Do you know why the NIF chose indirect drive over direct drive? I wonder if the secondary heating from the hohlraum provides a more controlled environment for monitoring the implosion and tuning the lasers and timing. If so, I wonder if they could take off the training wheels and go to direct drive later with what they have learned using the hohlraum. Just speculating. I had not heard of “fast ignitor”. Does the DU in the hohlraum undergo fission? Or is it simply that the higher atomic mass of DU imparts greater momentum/kinetic energy to the DT fuel than lead or gold? You seem to know this subject, indulge me if you will.
I hope NIF does reach ignition this year, that will assure continued funding and silence many critics. Then, a serious discussion can begin on future direction for this capability, and I don’t just mean stockpile testing.

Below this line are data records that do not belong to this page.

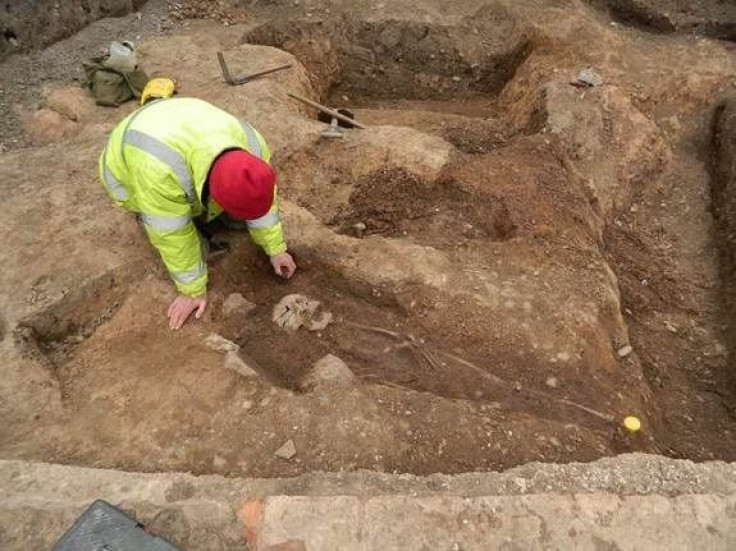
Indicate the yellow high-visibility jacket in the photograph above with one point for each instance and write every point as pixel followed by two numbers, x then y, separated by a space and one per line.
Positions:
pixel 155 164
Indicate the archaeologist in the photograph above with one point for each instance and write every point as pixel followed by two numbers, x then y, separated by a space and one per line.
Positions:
pixel 177 161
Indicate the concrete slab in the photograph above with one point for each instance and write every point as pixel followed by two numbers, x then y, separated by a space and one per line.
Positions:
pixel 633 501
pixel 544 521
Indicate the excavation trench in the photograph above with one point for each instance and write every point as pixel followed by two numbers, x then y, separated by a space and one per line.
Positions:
pixel 506 344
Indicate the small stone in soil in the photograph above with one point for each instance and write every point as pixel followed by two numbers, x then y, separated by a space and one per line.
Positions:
pixel 236 303
pixel 287 451
pixel 220 344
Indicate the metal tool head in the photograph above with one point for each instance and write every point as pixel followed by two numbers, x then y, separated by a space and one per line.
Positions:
pixel 333 131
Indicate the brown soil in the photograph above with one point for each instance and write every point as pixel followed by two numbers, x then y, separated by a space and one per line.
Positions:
pixel 486 301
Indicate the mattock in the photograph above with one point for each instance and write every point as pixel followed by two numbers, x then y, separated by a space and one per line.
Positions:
pixel 335 117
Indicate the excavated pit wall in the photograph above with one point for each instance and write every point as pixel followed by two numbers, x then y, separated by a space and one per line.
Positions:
pixel 30 24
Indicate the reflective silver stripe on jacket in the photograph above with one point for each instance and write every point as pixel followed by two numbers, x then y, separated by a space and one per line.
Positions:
pixel 270 219
pixel 253 144
pixel 165 223
pixel 114 187
pixel 190 276
pixel 167 155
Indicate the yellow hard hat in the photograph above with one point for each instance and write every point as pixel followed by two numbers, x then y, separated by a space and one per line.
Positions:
pixel 161 87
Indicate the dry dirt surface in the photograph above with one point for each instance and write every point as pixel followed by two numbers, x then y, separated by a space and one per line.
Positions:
pixel 512 263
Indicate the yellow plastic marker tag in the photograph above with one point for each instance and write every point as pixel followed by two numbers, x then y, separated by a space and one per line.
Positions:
pixel 632 424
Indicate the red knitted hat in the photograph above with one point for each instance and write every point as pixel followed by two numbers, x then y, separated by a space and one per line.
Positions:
pixel 242 184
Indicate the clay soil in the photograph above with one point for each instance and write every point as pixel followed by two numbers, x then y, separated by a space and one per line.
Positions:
pixel 513 305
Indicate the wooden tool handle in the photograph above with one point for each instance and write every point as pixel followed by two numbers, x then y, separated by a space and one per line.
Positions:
pixel 331 112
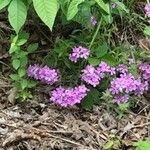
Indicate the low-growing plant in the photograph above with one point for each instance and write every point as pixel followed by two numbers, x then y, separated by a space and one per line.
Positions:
pixel 19 64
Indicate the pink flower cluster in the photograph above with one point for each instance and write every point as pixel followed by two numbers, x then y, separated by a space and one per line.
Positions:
pixel 68 97
pixel 125 85
pixel 44 74
pixel 147 10
pixel 79 52
pixel 93 75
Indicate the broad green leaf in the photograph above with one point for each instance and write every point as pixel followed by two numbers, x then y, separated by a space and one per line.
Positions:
pixel 104 5
pixel 46 10
pixel 16 63
pixel 73 8
pixel 21 72
pixel 4 3
pixel 120 5
pixel 32 47
pixel 14 77
pixel 21 42
pixel 147 30
pixel 94 61
pixel 17 14
pixel 24 84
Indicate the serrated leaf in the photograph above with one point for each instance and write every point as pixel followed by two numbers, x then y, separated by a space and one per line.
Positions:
pixel 21 42
pixel 46 10
pixel 4 3
pixel 32 47
pixel 17 13
pixel 24 84
pixel 104 5
pixel 21 72
pixel 16 63
pixel 73 8
pixel 14 77
pixel 94 61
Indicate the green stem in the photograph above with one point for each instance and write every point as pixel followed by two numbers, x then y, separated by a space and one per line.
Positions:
pixel 95 34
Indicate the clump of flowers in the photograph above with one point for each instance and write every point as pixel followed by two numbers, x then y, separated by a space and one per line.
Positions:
pixel 93 75
pixel 147 10
pixel 68 97
pixel 125 85
pixel 93 21
pixel 90 75
pixel 79 52
pixel 123 69
pixel 104 69
pixel 44 74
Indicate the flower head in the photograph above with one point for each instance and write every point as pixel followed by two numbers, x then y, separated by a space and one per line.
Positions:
pixel 147 10
pixel 68 97
pixel 90 75
pixel 44 74
pixel 93 20
pixel 79 52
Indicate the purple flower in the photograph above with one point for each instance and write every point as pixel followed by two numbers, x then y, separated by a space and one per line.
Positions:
pixel 104 69
pixel 79 52
pixel 90 76
pixel 125 85
pixel 145 69
pixel 48 75
pixel 68 97
pixel 123 69
pixel 113 5
pixel 44 74
pixel 121 98
pixel 93 20
pixel 33 71
pixel 147 10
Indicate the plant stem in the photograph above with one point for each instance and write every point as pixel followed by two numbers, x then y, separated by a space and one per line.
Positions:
pixel 95 34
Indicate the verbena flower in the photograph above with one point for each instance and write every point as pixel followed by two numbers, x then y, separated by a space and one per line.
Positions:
pixel 44 74
pixel 93 21
pixel 126 84
pixel 145 69
pixel 79 52
pixel 123 69
pixel 104 69
pixel 90 75
pixel 68 97
pixel 33 71
pixel 48 75
pixel 147 10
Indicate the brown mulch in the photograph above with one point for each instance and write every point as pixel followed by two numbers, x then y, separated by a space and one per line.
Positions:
pixel 39 125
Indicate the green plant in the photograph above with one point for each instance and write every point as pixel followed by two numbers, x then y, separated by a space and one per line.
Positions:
pixel 19 64
pixel 142 145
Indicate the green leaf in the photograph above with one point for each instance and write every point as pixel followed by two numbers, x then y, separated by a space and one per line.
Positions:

Back in the day, before Nova, the NIF’s predecessor at Livermore, was built, there was some hope that ignition could be reached on that facility. However, that facility had only 10 beams, and it would have been difficult to get the necessary illumination symmetry in direct drive, so it was decided to go with indirect drive. Subsequently, Livermore became the “lead lab” for indirect drive. The OMEGA laser at the University of Rochester, which is still in operation, had 60 beams, so Rochester became the lead lab for direct drive. There was also an ICF team at the Naval Research Laboratory led by a brilliant physicist named Steve Bodner. Steve was an advocate of gas lasers over glass, and also preferred direct drive. He was always a thorn in Livermore’s side, and that rivalry probably also had something to do with Livermore’s continued reliance on indirect drive.
Livermore could certainly try a version of direct drive known as polar direct drive if indirect drive doesn’t work. After the current ignition campaign ends at the end of the fiscal year, however, the weapons guys will have their turn, and I doubt their plans include direct drive. DU is being used in the hohlraum because models predicted and experiments confirmed that it would result in higher implosion velocities.
Thanks for the background.
I read Bodner’s memo “http://fire.pppl.gov/IFE_NAS_Bodner_PlanB.pdf” pages 7 though 9 and it was terrible. For him. What’s his problem, he can’t stand hippie scientists? He sounds like a Prima Donna or someone with a serious grudge. Perhaps he once was a great scientist but he has been retired since 1999 so I would not expect him to be current. At any rate, direct drive has not worked either. I guess that’s why he has his hand out for “another lab to compete” which btw will cost the tax payer twice as much.
Unfortunately these fights are mostly political, over funding and power, and the technical is merely a football and not centre stage as it should be.